BOISE, Idaho — The Idaho Department of Fish and Game Commission voted 4-3 Monday to let hunters shoot 220 wolves during a hunting season due to start in September.
Environmental groups who have challenged the lifting of federal protections from wolves in Idaho and Montana immediately said “hunting of an imperiled species at any level is inappropriate,” and may seek to stop hunts.
One big-game advocacy group, however, said the quota should have been set higher.
Idaho’s policy to shoot one-quarter of Idaho’s estimated 880 wolves was approved during a meeting in Idaho Falls, though commissioners don’t foresee the roughly 70,000 hunters expected to buy an Idaho wolf-hunting tag succeeding in filling the 220-wolf quota.
It was approved after commissioners voted against an alternative that would have allowed hunters to shoot up to 430, or 49 percent, of the predators some hunters blame for eating too many elk and ranchers complain prey on sheep and cattle.
Last month, wildlife officials in neighboring Montana voted to let hunters in that state shoot 75 wolves starting in mid-September.
Idaho Fish and Game Commission members said that without a hunt, there will be about 1,020 wolves in the state at the end of 2009.
They’ve concluded there are enough roaming Idaho’s backcountry — and straying into more urban locales like the resort region of Sun Valley — that a hunt at these levels won’t put the species’ survival in jeopardy.
“Neither our sportsmen, our ranchers or our elk herds can wait any longer,” said Fish and Game Commission chairman Wayne Wright, from Twin Falls, in a post-vote telephone interview with reporters. “It’s time.”
Commissioners said they’re sticking to their 2008 goal of eventually reducing Idaho’s wolf population to about 518 animals, but said the threat of litigation — and the conviction that hunters are unlikely to kill even 220 animals this year — made aiming higher inflammatory and unrealistic.

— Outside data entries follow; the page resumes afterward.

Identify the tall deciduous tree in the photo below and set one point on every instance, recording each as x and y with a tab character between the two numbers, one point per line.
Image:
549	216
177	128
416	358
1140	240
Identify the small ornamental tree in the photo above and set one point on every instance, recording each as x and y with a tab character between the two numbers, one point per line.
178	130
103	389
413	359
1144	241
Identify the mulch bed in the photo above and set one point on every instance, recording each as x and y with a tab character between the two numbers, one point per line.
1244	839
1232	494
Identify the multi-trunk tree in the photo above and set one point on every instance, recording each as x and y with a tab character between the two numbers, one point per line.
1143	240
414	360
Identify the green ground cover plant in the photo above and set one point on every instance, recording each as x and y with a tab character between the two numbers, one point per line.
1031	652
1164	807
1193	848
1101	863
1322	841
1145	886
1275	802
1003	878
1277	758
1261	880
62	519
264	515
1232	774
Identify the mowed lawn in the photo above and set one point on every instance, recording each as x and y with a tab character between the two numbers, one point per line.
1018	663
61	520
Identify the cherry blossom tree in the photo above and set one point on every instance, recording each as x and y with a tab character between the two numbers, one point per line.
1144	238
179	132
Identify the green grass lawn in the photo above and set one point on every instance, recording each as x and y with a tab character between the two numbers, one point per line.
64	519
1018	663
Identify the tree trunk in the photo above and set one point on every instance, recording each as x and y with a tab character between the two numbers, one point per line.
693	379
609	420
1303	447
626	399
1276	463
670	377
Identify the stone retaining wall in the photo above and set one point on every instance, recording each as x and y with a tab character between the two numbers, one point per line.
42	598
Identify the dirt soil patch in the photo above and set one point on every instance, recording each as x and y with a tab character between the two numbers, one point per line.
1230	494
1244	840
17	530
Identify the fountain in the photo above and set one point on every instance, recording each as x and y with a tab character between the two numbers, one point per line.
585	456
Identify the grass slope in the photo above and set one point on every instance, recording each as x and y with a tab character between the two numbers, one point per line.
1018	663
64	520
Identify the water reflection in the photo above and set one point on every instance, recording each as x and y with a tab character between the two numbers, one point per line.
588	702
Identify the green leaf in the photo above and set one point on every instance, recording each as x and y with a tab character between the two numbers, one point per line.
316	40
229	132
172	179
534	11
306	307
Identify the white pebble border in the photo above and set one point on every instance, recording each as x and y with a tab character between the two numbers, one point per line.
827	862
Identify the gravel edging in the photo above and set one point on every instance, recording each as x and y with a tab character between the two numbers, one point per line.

“The pending litigation definitely had an effect on all of us,” said Commissioner Tony McDermott, when asked why commissioners didn’t shoot for that target in a single year.
Jenny Harbine, a lawyer with Earthjustice in Bozeman, Mont., which is handling litigation for the environmental groups, cited the 2008 federal court ruling that genetic exchange between individual populations of wolves dispersed throughout the region wasn’t adequate.
Increased mortality under state management would decrease the prospect of genetic exchange, she said.
“Hunting of an imperiled species at any level is inappropriate,” Harbine said.